Meeting of the waters
Le disque est le recueil quasi intégral des opus pour piano et violon, à savoir les trois sonates pour piano et violon, les trois pièces pour violon et piano, les variations on Peter Philips “Galiarda Dolorosa”, et l’adagio. Le disque paru chez Triton en réunit deux interprètes, Stéphanie Moraly (violon) et Romain David (piano), spécialistes de la musique de chambre française du XIXe et XXe siècles. Le titre de l’album vient de la sonate n° 3, intitulée la rencontre des eaux (the meeting of the waters) et inspirée d’une chanson de Thomas Moore, qui y décrit le val d’Avoca en Irlande, où se rencontrent les eaux de deux rivières. Voici ce qu’il en disait10 :
En fait, tout ce mouvement, et sans doute toute cette Sonate, sont placés sous le signe de l’ambiguïté et de (l’impossible ?) synthèse des contraires. A mes yeux, la “rencontre des eaux” prend ici une valeur plus large que celle – strictement poétique et sentimentale – que lui donne Moore, qui décrit un vallon où se rejoignent deux rivières. La “rencontre des eaux”, c’est aussi la rencontre des cultures, des peuples, des musiques, des époques, des lieux, toutes choses dont les deux mouvements de cette Sonate se veulent un témoignage. Ultimement, et cela seul m’importe, ce titre exprime l’unité indivisible de la création à travers la diversité de ses manifestations.
Rêve du monde
Il s’agit d’une compilation d’œuvres d’Olivier Greif en deux cd, couvrant à la fois des opus de jeunesse (la suite pour piano de 1961, à onze ans !) et des compositions tardives. La particularité est qu’Olivier Greif interprète lui-même, au piano, ses œuvres. Les enregistrements ont été réalisés lors d’émissions radiophoniques de 1961 à 1997.. Le titre du double album est tiré de la sonate pour piano « le rêve du monde » (1993), un rêve tellement sombre qu’il en est un cauchemar, marquant la prise de conscience du drame vécu par son père, déporté à Auschwitz, et de millions d’autre dans l’enfer concentrationnaire. Cette sonate a été conçue en une succession de cycles, reflétant ainsi l’expérience mystique d’Olivier Greif (il a été très influencé par la spiritualité indienne). Voici ce qu’il en disait11.
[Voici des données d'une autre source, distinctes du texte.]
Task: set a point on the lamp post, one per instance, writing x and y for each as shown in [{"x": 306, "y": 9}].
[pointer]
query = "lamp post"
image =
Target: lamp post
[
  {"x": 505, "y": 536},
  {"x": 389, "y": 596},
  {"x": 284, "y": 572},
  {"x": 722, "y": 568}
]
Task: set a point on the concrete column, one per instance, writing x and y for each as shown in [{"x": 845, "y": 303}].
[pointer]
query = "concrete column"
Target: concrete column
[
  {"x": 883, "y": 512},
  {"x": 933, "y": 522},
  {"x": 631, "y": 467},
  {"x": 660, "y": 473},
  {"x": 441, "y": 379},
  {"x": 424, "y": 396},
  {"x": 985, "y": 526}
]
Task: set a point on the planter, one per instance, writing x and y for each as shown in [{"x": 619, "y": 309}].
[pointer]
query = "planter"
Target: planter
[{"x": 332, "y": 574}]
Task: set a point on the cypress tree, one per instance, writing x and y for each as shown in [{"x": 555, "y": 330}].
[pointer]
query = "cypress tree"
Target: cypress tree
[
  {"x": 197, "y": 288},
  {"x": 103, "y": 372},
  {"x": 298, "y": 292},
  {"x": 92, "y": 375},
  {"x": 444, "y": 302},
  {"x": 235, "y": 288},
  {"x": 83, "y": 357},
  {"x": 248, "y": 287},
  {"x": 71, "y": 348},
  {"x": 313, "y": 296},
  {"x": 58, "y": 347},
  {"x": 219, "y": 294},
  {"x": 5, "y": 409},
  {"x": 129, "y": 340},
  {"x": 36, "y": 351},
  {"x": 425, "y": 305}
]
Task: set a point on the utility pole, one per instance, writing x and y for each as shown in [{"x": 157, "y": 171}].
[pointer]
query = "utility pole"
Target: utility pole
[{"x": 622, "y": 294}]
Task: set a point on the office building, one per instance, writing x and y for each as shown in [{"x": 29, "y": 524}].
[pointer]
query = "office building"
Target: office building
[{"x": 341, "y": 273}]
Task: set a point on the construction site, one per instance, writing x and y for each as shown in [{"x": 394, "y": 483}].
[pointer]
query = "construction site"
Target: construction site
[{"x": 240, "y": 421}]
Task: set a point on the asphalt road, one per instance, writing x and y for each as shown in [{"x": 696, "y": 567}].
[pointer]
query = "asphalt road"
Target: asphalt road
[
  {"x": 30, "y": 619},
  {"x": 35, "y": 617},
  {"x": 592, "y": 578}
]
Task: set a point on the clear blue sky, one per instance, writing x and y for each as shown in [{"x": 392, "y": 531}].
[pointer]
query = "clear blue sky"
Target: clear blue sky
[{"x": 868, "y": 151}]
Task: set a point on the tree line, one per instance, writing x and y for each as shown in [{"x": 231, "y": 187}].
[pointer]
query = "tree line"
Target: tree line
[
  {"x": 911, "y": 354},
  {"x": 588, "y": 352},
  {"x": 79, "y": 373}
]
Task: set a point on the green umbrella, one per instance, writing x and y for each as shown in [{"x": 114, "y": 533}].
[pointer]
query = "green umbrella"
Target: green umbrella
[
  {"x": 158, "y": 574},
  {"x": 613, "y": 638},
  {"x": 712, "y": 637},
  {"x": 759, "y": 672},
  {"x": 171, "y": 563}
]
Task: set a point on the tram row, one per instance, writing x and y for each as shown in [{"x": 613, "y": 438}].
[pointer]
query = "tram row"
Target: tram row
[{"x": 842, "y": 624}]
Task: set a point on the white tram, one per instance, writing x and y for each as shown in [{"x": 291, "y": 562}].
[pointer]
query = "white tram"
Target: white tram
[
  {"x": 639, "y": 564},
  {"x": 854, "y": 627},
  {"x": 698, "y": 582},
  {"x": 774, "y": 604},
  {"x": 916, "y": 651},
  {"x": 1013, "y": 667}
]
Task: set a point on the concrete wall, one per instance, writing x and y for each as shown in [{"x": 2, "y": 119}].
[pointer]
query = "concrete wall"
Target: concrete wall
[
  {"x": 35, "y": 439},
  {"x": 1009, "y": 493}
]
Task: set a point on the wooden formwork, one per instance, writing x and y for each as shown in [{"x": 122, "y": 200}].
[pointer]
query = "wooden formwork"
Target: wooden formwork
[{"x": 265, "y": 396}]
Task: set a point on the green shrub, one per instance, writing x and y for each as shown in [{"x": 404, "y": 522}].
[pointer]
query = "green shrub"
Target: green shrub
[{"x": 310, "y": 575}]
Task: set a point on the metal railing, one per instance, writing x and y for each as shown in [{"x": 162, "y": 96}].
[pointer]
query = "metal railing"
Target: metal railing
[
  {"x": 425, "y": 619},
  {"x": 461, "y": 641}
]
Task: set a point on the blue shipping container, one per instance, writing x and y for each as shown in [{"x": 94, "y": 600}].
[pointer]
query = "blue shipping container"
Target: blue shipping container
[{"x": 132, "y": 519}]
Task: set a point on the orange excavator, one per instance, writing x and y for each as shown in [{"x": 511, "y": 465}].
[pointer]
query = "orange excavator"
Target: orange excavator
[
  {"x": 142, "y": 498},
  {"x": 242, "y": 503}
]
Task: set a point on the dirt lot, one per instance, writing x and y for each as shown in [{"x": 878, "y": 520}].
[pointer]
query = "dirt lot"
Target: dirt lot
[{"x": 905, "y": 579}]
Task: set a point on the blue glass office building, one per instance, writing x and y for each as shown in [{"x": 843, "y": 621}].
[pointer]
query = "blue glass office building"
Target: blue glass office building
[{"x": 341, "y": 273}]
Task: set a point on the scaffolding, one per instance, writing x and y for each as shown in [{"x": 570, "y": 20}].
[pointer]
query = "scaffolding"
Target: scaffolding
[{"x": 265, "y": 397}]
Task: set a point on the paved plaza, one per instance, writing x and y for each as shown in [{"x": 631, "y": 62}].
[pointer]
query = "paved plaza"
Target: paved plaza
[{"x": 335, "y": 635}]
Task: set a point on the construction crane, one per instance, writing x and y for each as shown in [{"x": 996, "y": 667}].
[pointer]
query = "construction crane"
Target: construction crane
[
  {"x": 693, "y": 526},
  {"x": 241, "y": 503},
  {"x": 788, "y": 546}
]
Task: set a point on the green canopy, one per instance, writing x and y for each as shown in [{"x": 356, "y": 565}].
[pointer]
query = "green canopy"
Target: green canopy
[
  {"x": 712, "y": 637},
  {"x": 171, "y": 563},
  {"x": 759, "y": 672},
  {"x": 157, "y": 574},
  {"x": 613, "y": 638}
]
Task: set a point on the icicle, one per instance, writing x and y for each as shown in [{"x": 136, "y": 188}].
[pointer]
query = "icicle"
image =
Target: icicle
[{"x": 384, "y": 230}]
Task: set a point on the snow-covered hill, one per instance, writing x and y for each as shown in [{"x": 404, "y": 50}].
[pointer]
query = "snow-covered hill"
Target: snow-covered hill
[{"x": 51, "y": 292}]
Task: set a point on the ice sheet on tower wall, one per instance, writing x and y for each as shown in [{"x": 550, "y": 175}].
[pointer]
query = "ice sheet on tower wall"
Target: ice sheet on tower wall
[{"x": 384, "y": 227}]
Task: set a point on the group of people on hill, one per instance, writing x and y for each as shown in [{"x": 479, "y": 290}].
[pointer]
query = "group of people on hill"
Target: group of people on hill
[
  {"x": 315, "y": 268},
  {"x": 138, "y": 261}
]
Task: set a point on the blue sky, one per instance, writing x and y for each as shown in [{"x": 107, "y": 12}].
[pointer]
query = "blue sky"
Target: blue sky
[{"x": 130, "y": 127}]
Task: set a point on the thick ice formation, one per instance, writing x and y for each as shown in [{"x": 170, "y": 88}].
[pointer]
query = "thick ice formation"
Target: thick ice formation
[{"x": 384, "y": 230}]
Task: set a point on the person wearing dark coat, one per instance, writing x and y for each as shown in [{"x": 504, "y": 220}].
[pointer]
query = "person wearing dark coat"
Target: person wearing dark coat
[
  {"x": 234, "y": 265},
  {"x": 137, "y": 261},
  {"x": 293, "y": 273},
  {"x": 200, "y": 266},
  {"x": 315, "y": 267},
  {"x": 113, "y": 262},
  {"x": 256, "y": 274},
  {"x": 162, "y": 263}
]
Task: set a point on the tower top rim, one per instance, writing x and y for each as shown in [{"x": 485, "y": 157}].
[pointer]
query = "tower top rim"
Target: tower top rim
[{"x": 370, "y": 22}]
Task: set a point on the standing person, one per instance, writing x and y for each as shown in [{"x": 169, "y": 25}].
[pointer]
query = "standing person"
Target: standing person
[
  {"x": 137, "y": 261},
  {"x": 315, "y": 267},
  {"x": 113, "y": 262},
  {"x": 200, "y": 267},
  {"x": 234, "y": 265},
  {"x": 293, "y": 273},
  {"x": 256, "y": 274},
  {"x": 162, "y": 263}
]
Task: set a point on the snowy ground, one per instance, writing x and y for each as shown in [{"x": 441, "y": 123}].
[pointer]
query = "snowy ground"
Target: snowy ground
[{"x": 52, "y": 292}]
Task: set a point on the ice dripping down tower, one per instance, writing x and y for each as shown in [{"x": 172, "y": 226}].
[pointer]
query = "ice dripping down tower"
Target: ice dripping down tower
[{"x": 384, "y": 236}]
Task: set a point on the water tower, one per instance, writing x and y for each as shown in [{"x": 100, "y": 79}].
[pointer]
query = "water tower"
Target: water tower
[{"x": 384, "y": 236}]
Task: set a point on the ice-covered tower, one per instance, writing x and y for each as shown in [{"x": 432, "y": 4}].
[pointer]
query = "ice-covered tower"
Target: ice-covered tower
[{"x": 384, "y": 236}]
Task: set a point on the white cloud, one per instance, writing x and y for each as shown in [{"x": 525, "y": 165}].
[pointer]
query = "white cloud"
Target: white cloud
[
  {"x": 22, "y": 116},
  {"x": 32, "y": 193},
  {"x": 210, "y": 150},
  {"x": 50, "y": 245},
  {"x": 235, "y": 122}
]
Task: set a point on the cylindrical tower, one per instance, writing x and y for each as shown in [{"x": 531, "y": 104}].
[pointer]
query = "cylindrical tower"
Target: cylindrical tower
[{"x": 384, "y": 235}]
Comme toujours chez moi, l’expérience extatique s’exprime par des motifs circulaires, rappelant ces roues de lumière qui s’imbriquent les unes dans les autres, telles que Dante les évoque pour nous dans les pages ultimes de sa Divine Comédie. Morceau hymnique, dont la conclusion abrupte et un tant soit peu pessimiste n’a pas valeur de message. Notre terre est ainsi. Elle donne ce à quoi l’on ne s’attend pas et elle reprend ce à quoi l’on s’est attaché.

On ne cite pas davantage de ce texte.